No more starving artists

I’ve never liked the phrase “starving artist.”

Here’s what I believe: As an artist and creative, you deserve to make money.

Being paid well is not “selling out,” “exploiting others,” or “being an evil capitalist.”

(In fact, if creative people AREN’T paid well for their work, then only the wealthy and privileged can be professional artists.)

The money you receive is an expression of how much you choose to ask for your creative work–and how much others are willing to pay you.

It is an energetic exchange that measures how you and others perceive the value of what you are offering.

(How you actually BRING IN the money is another topic for another day. But the first step is to let go of the starving artist paradigm–to believe it’s possible to make good money, and to choose to make money.)

By the way, it’s possible to have a “starving artist mindset” even if you have a high income or a lot of assets. In fact, most of us have it, whatever our level of wealth.

The starving artist mindset is the belief that art and money are in conflict.

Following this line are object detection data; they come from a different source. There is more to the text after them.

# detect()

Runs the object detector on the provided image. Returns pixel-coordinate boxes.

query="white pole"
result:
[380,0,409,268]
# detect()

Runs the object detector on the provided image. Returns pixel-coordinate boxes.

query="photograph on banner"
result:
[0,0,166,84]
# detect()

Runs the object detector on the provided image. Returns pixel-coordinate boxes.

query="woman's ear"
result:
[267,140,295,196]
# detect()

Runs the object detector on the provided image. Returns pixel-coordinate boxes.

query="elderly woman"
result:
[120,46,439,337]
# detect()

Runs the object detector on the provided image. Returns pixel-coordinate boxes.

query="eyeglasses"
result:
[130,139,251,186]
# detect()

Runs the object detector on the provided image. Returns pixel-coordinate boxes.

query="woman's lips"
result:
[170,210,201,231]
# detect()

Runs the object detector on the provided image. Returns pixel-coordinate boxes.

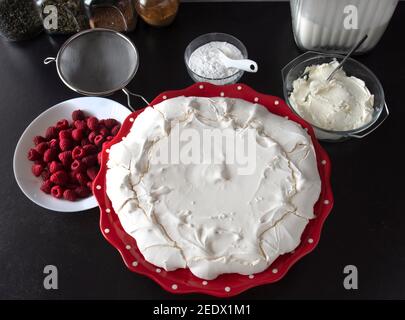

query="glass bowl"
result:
[184,32,248,85]
[281,51,389,141]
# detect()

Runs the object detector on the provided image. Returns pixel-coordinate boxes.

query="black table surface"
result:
[0,2,405,299]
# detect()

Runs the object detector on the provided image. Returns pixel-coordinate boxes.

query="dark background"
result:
[0,3,405,299]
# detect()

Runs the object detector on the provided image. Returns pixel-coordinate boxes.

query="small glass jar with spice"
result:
[0,0,43,41]
[84,0,138,32]
[36,0,90,34]
[135,0,180,27]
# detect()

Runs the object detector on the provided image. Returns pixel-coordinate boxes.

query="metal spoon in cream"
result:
[290,60,374,131]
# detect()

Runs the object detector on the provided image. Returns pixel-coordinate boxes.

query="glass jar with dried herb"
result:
[36,0,90,34]
[84,0,138,32]
[135,0,180,27]
[0,0,42,41]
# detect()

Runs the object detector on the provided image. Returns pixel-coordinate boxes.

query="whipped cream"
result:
[290,60,374,131]
[106,97,321,280]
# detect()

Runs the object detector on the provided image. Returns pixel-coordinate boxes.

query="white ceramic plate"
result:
[13,97,131,212]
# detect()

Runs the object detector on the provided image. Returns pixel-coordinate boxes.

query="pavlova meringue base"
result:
[106,97,321,280]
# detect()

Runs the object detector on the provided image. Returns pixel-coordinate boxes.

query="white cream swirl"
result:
[290,61,374,131]
[106,97,321,279]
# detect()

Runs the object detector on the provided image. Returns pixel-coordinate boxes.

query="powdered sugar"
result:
[188,41,244,79]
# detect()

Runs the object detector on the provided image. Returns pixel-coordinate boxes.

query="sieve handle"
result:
[122,88,150,112]
[44,57,56,64]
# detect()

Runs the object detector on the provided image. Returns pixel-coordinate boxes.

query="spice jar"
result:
[36,0,90,34]
[0,0,42,41]
[84,0,138,32]
[135,0,180,27]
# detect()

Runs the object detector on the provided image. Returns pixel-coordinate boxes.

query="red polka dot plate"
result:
[93,83,333,297]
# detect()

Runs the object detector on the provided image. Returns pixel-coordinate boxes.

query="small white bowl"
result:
[13,97,131,212]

It can take a lot of forms: the belief that you can’t make money as an artist, that commercially successful work isn’t “real art”, that art is “pure” so you shouldn’t want money for it, and so on.

When you let go of the starving artist paradigm and get paid well for your creative work, here are a few things you also let go of:

  • Squeezing in time for your creative work around your day job, taking care of your kids, and all kinds of household chores… and being too exhausted to do any of it well
  • Feeling like you constantly have to choose between your creative work and the rest of your life–and feeling stressed and guilty no matter which one you choose
  • Believing that even though you have money, it isn’t “worth it” to invest in your creative work–so that you subtly resist things like working on your novel, making your film, hiring a band, or working with a coach to produce the high quality work that will take your career to the next level
  • The deep-down horrible belief that you’ll never finish your creative work and you’ll die with your potential and talent still locked away inside you

Now, letting go of the starving artist paradigm *doesn’t* mean the money starts rolling in overnight (though in a few cases, that is all it takes).

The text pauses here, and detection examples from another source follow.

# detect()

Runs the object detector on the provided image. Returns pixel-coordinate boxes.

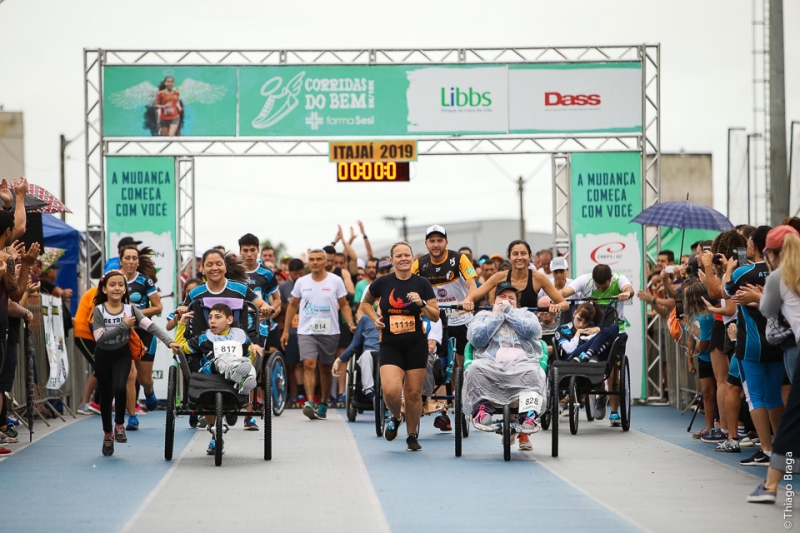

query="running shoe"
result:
[594,396,608,420]
[236,375,258,396]
[739,450,769,466]
[472,405,497,431]
[714,439,742,453]
[514,414,539,434]
[383,417,403,442]
[747,483,777,503]
[125,416,139,431]
[406,433,422,452]
[433,413,453,431]
[114,424,128,444]
[739,431,759,448]
[103,433,114,457]
[700,428,728,443]
[303,402,317,420]
[144,392,158,412]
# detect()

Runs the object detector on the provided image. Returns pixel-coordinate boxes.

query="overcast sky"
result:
[0,0,800,253]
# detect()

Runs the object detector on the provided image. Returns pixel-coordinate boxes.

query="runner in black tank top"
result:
[506,269,539,307]
[465,241,569,314]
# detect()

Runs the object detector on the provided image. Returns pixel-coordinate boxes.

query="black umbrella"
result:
[25,322,36,442]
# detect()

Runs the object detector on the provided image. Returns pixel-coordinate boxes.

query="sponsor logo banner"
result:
[570,153,646,398]
[103,62,641,137]
[509,63,642,133]
[105,157,177,398]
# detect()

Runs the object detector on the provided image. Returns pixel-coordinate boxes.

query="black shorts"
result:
[336,324,353,348]
[708,320,728,352]
[283,333,300,365]
[75,337,97,374]
[0,343,18,392]
[447,324,467,355]
[380,335,428,370]
[697,359,714,379]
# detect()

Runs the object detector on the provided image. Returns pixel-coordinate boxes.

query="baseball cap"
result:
[550,257,569,272]
[494,281,518,296]
[117,237,142,249]
[767,226,800,251]
[425,224,447,239]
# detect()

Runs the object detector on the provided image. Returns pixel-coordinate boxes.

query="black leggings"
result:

It does mean you stop squeezing the life out of your creative work with an “I don’t have enough” attitude–and open to more.

You open to give your creative work time and energy–so it can stop existing as a pipe dream, and start existing as a real thing in the world.

You open to invest money in your creative work–doing it, working with teachers, working with coaches–so you can create incredible work and incredible success.

You open to being seen–to putting your work out there so you can win awards, sign clients, get exhibited, get optioned for films… and so you can move people and change their lives.  

So, will you stop living like a starving artist?

Will you go for the creative success you want?